Kimse, Devletin sosyal, ekonomik, siyasi veya hukuki temel düzenini kısmen de olsa, din kurallarına dayandırma veya siyasi veya kişisel çıkar yahut nüfuz sağlama amacıyla her ne suretle olursa olsun dini veya din duygularını yahut dince kutsal sayılan şeyleri istismar edemez ve kötüye kullanamaz.”

Bu maddedeki anlamıyla din ve vicdan hürriyeti, kimsenin dinî ayin ve törenlere katılmaya, dinî inanç ve kanaatlerini açıklamaya zorlanamaz; dinî inanç ve kanaatlerinden ve dinî inancının gereklerini yerine getirip getirmemesinden dolayı kınanamayıp, suçlanamamasıdır.

Maddenin üçüncü fıkrasında yer alan bu husus, birinci fıkranın tabiî bir sonucudur. Keza, birinci fıkranın tabiî sonuçlarından bir diğeri de, kamu düzenine, genel ahlaka ve bu amaçlarla çıkarılan kanunlara aykırı olmamak kaydıyla, ibadet, dinî ayin ve törenlerin serbest oluşudur.
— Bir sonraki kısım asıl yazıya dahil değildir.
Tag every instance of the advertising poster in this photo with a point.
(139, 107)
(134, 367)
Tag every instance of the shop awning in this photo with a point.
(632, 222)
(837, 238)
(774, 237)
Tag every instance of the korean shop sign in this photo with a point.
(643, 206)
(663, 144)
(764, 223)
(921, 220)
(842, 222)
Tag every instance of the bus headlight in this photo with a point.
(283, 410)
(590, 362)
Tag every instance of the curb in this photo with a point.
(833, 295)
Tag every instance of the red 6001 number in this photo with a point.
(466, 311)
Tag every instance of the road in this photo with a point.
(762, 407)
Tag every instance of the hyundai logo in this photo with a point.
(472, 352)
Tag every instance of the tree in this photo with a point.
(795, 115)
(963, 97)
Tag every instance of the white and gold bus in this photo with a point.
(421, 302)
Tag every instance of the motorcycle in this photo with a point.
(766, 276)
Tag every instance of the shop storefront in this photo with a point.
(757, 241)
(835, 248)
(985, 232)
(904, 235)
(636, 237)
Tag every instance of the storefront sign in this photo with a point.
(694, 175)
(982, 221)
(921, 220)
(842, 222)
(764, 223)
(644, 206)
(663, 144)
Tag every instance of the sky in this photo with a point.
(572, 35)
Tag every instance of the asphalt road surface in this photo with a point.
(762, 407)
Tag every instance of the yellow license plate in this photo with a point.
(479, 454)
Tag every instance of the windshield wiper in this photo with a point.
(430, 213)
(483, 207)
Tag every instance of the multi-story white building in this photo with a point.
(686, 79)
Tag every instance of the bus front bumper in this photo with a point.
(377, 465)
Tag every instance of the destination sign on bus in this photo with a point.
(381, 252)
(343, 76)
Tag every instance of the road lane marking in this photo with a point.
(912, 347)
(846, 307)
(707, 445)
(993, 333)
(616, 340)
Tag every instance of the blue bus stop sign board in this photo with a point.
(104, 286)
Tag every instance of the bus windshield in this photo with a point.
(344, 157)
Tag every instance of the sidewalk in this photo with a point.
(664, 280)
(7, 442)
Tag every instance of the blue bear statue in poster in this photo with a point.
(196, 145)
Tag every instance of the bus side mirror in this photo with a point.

Üçüncü fıkra hükmüne göre, istismar ve suiistimali önlemek amacıyla, din ve ahlak eğitim ve öğretimi devlet denetimi ve gözetimi altına alınmıştır. Keza bu eğitim, ilk ve orta öğretimde zorunludur. Gayri müslimler, tek tabiri olarak, bu zorunlu eğitim dışında bırakılmışlardır. Nihayet, maddenin son fıkrası ile de dinin ve dinî duyguların siyasî amaçlara adet edilmesi yasaklanmıştır.

Düşünce, Vicdan ve Din Özgürlüğü

Avrupa İnsan Hakları Sözleşmesi’nin 9. Maddesi – “1. Herkes düşünce, vicdan ve din özgürlüğüne sahiptir. Bu hak, din veya inanç değiştirme özgürlüğü ile tek başına veya topluca, açıkça veya özel tarzda ibadet, öğretim, uygulama ve ayin yapmak suretiyle dinini veya inancını açıklama özgürlüğünü de içerir.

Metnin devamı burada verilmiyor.